Other methods that combine elements of continuum and particle-level dynamics include smoothed-particle hydrodynamics,[76][77] dissipative particle dynamics,[78] and multiparticle collision dynamics.[79]
Microscopic simulation methods work directly with the equations of motion (classical or quantum) of the constituent molecules.
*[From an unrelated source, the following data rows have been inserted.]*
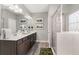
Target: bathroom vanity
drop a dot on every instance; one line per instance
(18, 45)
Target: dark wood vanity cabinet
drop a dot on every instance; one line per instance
(19, 47)
(7, 47)
(25, 44)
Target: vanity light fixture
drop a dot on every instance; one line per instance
(28, 17)
(14, 8)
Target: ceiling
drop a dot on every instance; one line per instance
(37, 8)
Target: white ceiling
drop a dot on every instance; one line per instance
(37, 8)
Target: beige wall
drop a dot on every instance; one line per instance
(42, 35)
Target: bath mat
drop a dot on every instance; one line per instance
(46, 51)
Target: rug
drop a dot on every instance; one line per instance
(46, 51)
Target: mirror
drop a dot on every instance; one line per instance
(13, 21)
(70, 15)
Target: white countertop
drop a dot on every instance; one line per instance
(19, 36)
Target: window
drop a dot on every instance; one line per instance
(74, 21)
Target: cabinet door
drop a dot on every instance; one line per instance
(7, 47)
(21, 49)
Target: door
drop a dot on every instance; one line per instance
(12, 25)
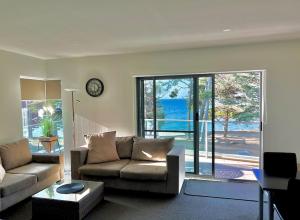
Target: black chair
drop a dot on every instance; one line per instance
(280, 164)
(287, 204)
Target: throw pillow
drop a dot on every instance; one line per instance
(15, 154)
(102, 147)
(151, 149)
(2, 173)
(124, 146)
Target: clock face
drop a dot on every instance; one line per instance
(94, 87)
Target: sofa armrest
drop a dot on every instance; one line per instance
(176, 169)
(50, 158)
(78, 159)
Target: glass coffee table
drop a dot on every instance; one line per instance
(48, 204)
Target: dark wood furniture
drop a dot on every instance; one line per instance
(48, 204)
(270, 184)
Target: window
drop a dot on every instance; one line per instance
(42, 114)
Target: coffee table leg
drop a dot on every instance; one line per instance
(261, 204)
(271, 207)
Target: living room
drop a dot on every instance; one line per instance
(119, 43)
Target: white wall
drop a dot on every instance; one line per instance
(115, 109)
(11, 67)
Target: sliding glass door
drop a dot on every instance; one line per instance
(166, 110)
(215, 117)
(179, 107)
(205, 122)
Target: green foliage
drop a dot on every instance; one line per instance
(237, 97)
(47, 126)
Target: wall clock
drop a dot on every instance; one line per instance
(94, 87)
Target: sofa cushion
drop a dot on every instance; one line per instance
(151, 149)
(107, 169)
(145, 170)
(124, 146)
(2, 173)
(15, 154)
(13, 183)
(102, 147)
(41, 170)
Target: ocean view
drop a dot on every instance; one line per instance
(177, 109)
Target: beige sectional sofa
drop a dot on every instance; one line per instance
(26, 173)
(131, 174)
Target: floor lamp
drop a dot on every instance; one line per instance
(72, 91)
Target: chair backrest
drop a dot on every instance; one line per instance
(280, 164)
(293, 198)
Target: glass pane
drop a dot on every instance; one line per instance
(148, 105)
(237, 126)
(174, 104)
(35, 114)
(205, 125)
(149, 134)
(186, 140)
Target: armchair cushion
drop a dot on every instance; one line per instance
(15, 182)
(107, 169)
(15, 154)
(151, 149)
(145, 170)
(41, 170)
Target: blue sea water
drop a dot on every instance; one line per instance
(178, 109)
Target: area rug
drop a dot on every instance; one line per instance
(246, 191)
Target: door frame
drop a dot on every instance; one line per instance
(195, 76)
(195, 131)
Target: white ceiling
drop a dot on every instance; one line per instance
(71, 28)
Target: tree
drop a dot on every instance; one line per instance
(237, 97)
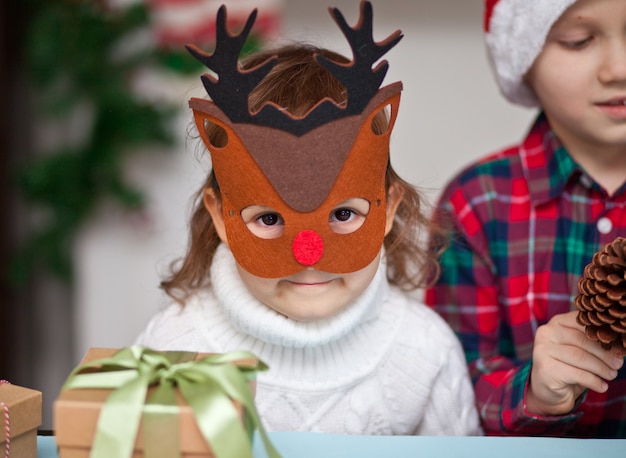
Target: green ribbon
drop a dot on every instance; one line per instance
(209, 385)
Classical molecular dynamics (MD) simulates liquids using Newton's law of motion; from Newton's second law ([math]\displaystyle{ F = m \ddot{x} }[/math]), the trajectories of molecules can be traced out explicitly and used to compute macroscopic liquid properties like density or viscosity. However, classical MD requires expressions for the intermolecular forces ("F" in Newton's second law). Usually, these must be approximated using experimental data or some other input.[49]
Ab initio quantum mechanical methods simulate liquids using only the laws of quantum mechanics and fundamental atomic constants.[59] In contrast with classical molecular dynamics, the intermolecular force fields are an output of the calculation, rather than an input based on experimental measurements or other considerations. In principle, ab initio methods can simulate the properties of a given liquid without any prior experimental data. However, they are very expensive computationally, especially for large molecules with internal structure.